The internet has, as we never tire of saying, been a boon to creativity and economic growth.

Not surprisingly, the Obama administration found a way to put a damper on this hotbed of activity.  A year ago, the Federal Communications Commission, acting at the directions of President Obama, voted to subject the internet to regulations designed for the telephone industry in the 1930s.

Tom Wheeler, the FCC chairman and an Obama appointee, tweeted that the new rules, approved on a partisan vote, would provide "certainty for innovators & investors so #broadband network deployment continues." So how's that working out?

A Wall Street Journal editorial explains:

A new study shows that broadband deployment is heading south after years of rapid growth. And congressional investigators have released new evidence of political interference and possible legal violations in the FCC’s rule-making.

The FCC enacted this historic blunder on a partisan 3-2 vote. Dissenting Republicans Mike O’Rielly and Ajit Pai warned that bureaucratic costs plus uncertainty about future enforcement would discourage Internet service providers from costly build-outs. Mr. Wheeler promised to exercise “forbearance” from the most onerous of the traditional phone rules.

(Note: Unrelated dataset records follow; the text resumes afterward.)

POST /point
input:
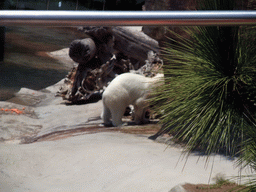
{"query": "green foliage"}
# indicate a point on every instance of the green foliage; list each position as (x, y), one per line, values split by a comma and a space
(210, 89)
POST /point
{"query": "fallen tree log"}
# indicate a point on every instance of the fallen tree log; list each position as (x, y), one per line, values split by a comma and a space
(108, 52)
(82, 50)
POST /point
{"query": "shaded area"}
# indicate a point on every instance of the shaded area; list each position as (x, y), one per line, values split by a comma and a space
(26, 62)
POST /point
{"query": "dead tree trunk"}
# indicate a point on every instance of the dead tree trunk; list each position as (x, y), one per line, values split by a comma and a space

Now broadband providers are the ones forbearing—from investment. Capital expenditures by Internet service providers rose by 8.7% in 2013, according to the U.S. Telecom Association. Then investment slowed to 4% growth in 2014 as the FCC considered new rules. Economist Hal Singer now reports that in 2015 industry capital expenditures declined by 0.4%.

Commissioner Pai predicted that the FCD would have “a roving mandate to review business models and upend pricing plans that benefit consumers.” That seems to be what is happening.

For example T-Mobile ’s Binge On program has been hauled in for a review. Binge On, according to the Wall Street Journal, gives customers the ability to decode stream videos without having this be factored into their data usage. What's wrong with that?

Appalled at the idea that businesses and their customers would decide which pricing plans are acceptable—rather than letting federal bureaucrats set the terms—so-called Net Neutrality activists now “claim that letting consumers watch online video for free is ‘discriminatory,’ ‘limits user choice,’ and ‘stifles free expression,’” reports Mr. Pai. “Some even argue that such a practice, known as zero-rating, is a human rights violation!,” he adds.

The government is now positively honeycombed with regulations that reduce our choices in matters small and large. I'd like to think that the next president will reverse these regulations.

So all this depends on what happens in November.